In case you missed it, politics has become increasingly ugly and uncomfortable over the past few years. Between an EU referendum campaign that saw abysmal levels of political opportunism lead to the death of a sitting MP and the rise of the populist far right across Europe and the US, there hasn’t been much for anybody with so much as a progressive toenail to smile about.

As a musician, how should you respond? In Bitter Music, Ali Wells has apparently sought to create a body of work as dark and disturbing as the void we appear to be tumbling into. Bitter Music builds on the archetypal Perc sound. It’s savage, relentless and austere – techno for our times.

Wells is no stranger to making political comments through his music, nor has his previous output been especially chipper. His previous album, The Power And The Glory, achieved a similar sense of grim foreboding, but this time, for obvious reasons, the political subtext is much more transparent.

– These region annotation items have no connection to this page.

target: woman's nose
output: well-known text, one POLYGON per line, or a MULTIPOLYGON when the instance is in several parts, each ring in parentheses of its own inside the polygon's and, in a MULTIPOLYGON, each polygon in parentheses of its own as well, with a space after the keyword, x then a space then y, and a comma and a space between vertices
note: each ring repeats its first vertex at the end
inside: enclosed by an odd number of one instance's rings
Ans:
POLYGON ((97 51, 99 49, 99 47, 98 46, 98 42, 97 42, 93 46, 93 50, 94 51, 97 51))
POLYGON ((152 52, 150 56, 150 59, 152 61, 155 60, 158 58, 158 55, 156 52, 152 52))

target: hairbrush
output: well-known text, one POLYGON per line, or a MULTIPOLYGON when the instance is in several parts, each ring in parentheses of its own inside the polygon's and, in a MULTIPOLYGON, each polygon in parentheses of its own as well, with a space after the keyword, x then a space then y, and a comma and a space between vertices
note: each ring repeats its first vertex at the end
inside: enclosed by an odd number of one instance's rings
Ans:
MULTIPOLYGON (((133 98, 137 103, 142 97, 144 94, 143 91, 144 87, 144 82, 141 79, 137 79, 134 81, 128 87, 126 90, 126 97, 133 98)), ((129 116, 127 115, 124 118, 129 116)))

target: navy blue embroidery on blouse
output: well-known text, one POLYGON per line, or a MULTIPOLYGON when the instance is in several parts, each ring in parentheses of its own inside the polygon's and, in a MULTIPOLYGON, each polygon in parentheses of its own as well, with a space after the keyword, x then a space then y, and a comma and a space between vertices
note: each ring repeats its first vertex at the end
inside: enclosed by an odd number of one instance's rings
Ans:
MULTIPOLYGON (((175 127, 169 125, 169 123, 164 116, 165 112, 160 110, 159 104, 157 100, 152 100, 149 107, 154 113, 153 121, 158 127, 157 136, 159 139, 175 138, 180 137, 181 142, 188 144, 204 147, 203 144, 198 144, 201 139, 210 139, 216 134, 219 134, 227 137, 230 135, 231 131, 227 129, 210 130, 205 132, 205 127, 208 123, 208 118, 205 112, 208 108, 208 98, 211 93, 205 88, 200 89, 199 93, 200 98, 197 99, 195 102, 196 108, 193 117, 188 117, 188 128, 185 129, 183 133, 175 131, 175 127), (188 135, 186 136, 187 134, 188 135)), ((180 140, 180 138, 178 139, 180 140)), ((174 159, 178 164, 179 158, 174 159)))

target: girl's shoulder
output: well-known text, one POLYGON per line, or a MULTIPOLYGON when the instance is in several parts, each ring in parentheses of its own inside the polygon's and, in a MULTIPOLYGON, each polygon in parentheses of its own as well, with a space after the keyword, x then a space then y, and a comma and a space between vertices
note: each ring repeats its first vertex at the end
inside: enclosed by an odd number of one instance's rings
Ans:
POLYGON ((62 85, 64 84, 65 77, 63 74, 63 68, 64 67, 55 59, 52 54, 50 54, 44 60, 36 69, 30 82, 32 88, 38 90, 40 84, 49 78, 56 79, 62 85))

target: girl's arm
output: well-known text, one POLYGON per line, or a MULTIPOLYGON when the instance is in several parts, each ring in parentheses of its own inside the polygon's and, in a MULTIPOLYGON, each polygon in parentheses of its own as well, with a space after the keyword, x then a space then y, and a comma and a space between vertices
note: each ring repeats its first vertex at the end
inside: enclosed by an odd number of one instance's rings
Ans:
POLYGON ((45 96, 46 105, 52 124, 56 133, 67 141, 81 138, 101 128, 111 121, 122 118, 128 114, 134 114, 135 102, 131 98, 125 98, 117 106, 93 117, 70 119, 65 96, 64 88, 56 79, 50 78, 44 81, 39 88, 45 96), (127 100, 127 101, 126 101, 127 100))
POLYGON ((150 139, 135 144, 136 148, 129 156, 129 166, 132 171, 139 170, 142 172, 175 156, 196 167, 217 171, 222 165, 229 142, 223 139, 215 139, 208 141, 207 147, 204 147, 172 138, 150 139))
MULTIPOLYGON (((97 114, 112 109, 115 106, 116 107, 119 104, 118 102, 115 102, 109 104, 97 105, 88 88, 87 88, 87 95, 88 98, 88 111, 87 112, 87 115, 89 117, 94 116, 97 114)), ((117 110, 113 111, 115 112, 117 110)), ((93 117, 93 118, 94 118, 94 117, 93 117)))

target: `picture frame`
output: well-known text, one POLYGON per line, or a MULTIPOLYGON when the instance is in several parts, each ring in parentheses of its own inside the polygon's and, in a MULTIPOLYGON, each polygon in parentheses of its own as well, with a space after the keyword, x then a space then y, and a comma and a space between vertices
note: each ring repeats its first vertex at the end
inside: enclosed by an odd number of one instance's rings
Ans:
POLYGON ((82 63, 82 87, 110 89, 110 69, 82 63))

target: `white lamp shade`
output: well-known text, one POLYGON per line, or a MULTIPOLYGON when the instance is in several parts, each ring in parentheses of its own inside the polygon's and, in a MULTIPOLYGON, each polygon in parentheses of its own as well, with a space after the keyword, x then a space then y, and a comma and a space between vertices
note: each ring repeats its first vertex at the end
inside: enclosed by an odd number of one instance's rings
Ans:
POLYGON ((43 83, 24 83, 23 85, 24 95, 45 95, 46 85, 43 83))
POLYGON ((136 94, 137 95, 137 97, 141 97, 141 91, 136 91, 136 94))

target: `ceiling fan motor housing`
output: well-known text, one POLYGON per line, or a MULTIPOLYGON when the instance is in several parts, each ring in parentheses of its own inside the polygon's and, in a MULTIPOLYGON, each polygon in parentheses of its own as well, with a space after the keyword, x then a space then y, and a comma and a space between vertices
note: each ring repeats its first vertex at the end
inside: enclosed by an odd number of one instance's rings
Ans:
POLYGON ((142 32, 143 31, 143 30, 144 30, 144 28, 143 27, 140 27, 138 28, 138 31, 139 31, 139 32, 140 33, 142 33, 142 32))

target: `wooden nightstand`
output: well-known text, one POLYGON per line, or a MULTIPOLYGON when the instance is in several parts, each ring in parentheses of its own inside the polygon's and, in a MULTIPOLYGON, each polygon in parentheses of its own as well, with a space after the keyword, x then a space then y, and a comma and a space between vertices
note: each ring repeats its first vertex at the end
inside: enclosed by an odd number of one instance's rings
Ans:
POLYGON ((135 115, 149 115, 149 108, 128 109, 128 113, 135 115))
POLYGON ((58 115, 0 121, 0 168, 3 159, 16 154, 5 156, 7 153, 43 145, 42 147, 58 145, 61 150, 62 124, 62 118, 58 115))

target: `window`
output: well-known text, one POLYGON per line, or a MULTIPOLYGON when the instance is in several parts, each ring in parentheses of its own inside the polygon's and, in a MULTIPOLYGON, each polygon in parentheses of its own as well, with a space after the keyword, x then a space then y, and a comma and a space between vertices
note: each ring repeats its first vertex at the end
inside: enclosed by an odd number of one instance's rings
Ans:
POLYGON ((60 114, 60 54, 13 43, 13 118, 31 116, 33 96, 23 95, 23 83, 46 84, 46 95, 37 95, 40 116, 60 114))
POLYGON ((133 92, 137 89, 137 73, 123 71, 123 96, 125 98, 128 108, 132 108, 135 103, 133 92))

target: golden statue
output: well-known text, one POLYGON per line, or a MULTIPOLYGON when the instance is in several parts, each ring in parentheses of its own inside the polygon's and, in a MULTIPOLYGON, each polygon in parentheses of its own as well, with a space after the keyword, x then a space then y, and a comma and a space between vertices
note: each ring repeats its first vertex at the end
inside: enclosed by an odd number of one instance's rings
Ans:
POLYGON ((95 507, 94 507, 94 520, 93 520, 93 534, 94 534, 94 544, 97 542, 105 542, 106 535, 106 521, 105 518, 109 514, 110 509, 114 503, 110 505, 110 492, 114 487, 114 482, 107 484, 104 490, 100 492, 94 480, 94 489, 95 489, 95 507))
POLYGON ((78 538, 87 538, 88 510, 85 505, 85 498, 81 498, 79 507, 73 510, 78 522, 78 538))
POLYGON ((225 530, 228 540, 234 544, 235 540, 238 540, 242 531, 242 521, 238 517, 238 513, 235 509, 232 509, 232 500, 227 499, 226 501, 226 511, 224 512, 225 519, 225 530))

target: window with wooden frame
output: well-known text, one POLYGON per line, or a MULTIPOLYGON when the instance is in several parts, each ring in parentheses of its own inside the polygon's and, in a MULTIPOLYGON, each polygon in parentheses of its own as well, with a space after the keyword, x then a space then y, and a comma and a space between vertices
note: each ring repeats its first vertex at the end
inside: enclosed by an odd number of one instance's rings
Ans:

Opener ‘Exit’ (no prizes) suffocates the timid voice of David Cameron beneath twisting vines of distorted effects, a neat metaphor for his post-Downing Street irrelevance. Most of the album is based on this lurching sense of dread, and no less club-ready for it. Percussive chuggers ‘Unelected’, ‘Chatter’, ‘Rat Run’ and ‘The Thought That Counts’ belong in the belly of the Berghain just as much as they’re part of a sonic political statement.

However, the apex of the album comes with the hectic and grotesque ‘Spit’. Easily pushing 250bpm, its pacing kicks are accompanied by agonising, blood-curdling screams. To be honest, Bitter Music won’t make you feel good about anything, but that’s probably the point.